I must say, it's profoundly discomforting to be on the same side of any issue as Poults, but tee boxes should be on level ground.  After that it's every man for himself, but you should be guaranteed eighteen level lies with your greens fees.

It's A Growing Field, At Least in Baltimore - In recounting a bizarre story, let mu just note that the last thing in the world that I need is another unpaid position.  Yanno, I got one of those already....

But yesterday afternoon Christopher Ridgers and your humble correspondent formed the Willow Ridge Volunteer Fire Brigade.  Chris is our assistant manager and here's the story... The bride and I went out yesterday afternoon to enjoy the glorious weather, and were directed to the back nine before a high school team took it over.

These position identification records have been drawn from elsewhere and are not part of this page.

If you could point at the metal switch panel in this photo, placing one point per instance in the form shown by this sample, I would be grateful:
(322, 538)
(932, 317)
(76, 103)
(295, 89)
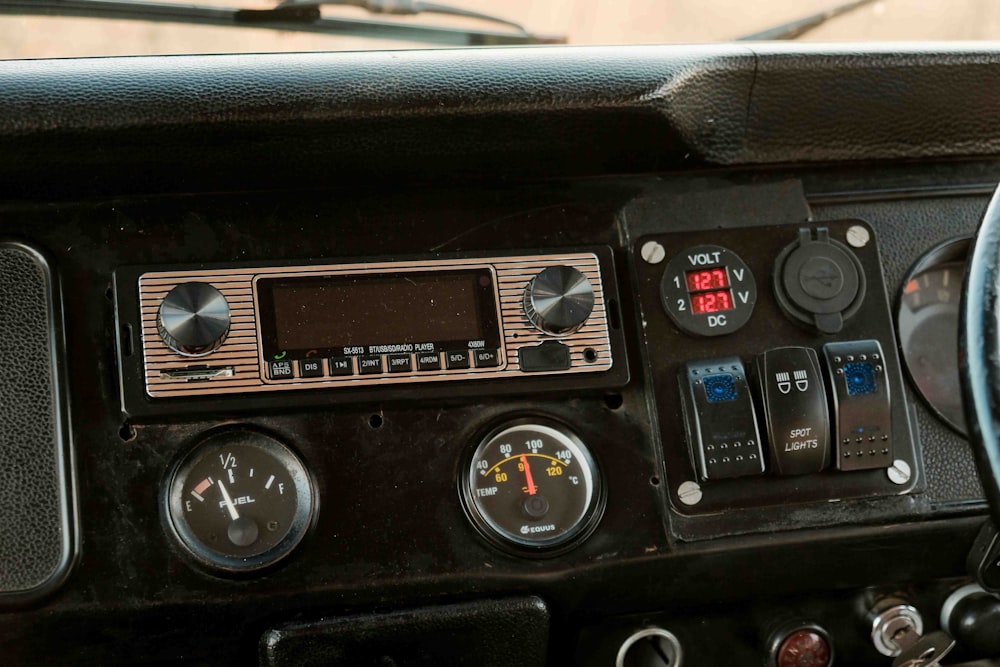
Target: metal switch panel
(719, 417)
(795, 408)
(857, 376)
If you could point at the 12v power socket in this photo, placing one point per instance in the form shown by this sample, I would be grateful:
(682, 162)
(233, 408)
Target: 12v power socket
(818, 281)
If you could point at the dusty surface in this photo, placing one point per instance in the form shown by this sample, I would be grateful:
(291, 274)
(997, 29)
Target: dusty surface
(582, 21)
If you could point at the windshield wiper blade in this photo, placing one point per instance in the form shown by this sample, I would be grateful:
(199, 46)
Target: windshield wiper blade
(292, 18)
(406, 8)
(797, 28)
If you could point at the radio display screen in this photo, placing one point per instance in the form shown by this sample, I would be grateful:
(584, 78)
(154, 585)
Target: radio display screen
(377, 313)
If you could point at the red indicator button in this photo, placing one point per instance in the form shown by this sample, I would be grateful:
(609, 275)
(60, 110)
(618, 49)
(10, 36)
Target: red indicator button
(804, 648)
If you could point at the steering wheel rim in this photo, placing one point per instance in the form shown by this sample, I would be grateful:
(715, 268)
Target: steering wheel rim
(979, 352)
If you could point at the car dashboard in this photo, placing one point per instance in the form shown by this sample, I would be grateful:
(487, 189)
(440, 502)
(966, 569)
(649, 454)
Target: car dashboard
(524, 356)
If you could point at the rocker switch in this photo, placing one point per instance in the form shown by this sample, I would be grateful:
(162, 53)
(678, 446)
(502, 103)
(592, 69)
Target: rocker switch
(857, 376)
(798, 420)
(719, 417)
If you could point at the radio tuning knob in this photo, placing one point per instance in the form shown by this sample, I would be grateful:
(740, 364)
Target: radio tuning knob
(193, 319)
(559, 300)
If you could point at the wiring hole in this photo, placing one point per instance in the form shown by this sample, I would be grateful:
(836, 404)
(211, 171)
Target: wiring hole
(127, 432)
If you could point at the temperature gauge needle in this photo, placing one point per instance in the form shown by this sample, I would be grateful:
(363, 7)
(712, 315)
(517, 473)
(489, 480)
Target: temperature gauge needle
(532, 489)
(233, 514)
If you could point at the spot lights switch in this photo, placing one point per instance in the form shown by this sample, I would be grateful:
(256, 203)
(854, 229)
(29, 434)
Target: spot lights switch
(720, 421)
(861, 404)
(798, 421)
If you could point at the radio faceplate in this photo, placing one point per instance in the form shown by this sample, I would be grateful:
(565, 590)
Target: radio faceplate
(467, 317)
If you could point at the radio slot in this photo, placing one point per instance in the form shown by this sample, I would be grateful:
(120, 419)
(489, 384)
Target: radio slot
(377, 323)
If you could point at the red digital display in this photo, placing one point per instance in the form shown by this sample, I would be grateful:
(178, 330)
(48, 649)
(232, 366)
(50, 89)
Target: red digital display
(706, 279)
(711, 302)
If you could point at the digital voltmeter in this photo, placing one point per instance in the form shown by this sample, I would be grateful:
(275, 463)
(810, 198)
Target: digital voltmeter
(707, 290)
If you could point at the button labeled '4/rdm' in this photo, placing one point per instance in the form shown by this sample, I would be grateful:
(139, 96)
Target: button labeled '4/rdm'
(798, 421)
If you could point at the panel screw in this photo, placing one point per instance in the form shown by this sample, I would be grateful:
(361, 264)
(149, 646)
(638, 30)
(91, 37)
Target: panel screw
(858, 236)
(689, 493)
(900, 472)
(653, 252)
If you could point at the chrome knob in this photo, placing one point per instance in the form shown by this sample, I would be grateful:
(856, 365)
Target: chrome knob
(193, 319)
(559, 300)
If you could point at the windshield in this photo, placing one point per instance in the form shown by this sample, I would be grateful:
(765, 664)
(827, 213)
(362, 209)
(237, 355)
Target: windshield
(68, 28)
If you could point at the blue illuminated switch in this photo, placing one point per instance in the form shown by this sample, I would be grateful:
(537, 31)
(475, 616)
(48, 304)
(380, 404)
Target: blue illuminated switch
(719, 418)
(861, 404)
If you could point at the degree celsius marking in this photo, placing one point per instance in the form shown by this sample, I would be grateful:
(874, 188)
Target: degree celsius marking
(513, 458)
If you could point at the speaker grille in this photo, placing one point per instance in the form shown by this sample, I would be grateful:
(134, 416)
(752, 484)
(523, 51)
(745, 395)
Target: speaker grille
(36, 526)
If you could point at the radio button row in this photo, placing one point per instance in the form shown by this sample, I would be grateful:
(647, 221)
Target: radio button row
(280, 370)
(310, 368)
(428, 361)
(486, 358)
(456, 359)
(399, 363)
(341, 366)
(370, 365)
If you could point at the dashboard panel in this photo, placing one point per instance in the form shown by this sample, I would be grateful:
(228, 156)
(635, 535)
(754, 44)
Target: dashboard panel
(572, 501)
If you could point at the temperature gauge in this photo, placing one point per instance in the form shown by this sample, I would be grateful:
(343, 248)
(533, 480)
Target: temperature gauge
(240, 501)
(533, 486)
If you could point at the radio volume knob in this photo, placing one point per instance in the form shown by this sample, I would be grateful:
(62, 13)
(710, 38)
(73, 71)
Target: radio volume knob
(559, 300)
(193, 319)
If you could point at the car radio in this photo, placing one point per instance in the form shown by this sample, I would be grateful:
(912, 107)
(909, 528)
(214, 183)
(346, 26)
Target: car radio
(214, 331)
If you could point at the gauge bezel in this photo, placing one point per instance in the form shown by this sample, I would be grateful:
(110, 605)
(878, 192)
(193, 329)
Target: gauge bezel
(306, 510)
(512, 543)
(949, 251)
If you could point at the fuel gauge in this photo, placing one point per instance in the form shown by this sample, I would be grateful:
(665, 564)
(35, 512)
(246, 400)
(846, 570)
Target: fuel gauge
(240, 501)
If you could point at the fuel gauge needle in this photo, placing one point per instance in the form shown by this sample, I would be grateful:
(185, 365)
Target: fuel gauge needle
(532, 489)
(233, 514)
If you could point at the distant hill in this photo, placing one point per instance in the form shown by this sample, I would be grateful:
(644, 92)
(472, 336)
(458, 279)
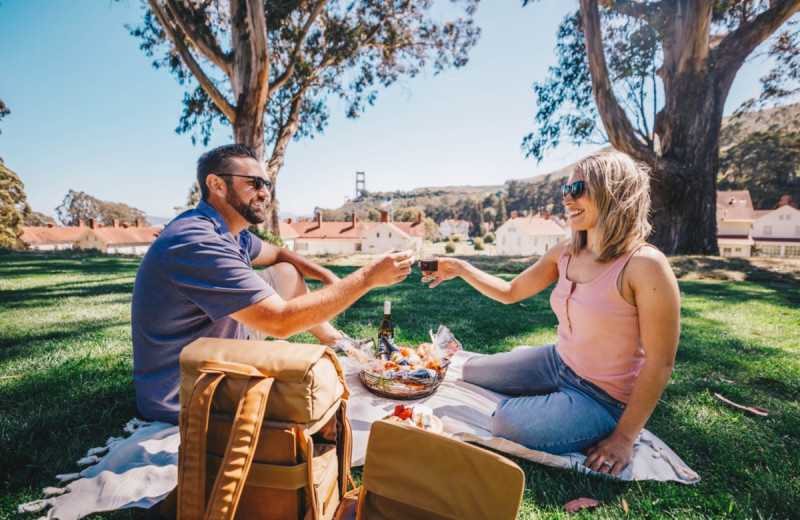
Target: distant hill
(540, 193)
(736, 128)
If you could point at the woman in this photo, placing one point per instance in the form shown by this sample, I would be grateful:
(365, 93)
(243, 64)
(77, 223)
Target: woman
(618, 309)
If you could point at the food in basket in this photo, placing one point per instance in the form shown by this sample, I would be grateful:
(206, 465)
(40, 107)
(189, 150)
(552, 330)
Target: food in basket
(411, 372)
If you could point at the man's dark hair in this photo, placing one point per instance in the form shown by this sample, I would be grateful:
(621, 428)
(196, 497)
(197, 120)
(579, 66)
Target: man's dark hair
(216, 161)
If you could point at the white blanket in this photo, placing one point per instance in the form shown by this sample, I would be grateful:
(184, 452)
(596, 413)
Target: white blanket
(140, 470)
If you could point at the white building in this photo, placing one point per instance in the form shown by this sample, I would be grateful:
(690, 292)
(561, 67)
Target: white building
(118, 239)
(318, 237)
(50, 237)
(735, 217)
(777, 232)
(527, 236)
(454, 227)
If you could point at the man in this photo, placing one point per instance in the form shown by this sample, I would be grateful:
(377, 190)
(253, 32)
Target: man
(196, 280)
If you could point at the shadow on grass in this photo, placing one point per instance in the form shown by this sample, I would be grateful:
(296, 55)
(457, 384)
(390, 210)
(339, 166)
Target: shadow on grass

In teeing off on No. 12 I noticed an acrid smell that seemed like someone firing up a charcoal grill with far too much lighter fluid.  But it just got stronger and as I returned to the cart my bride screamed "Fire" quite loudly and directed my attention to a tree behind and above the 11th green.  I grabbed the cell to call the starter and headed over.

Chris was about to tee off on No. 10 and had the good sense to grab as many water bottles as he could from the cooler there.  We were able to douse the fire with that water, though the club's recent decision to go to smaller bottles seemed regrettable in the moment.  As it was still smoking, Chris pulled a cigarette butt out of it that suspect was the culprit, though for how long it smoldered remains a mystery.  Yesterday was quite blustery, so it's easy to see how it got the required oxygen.

That's another first for your humble correspondent.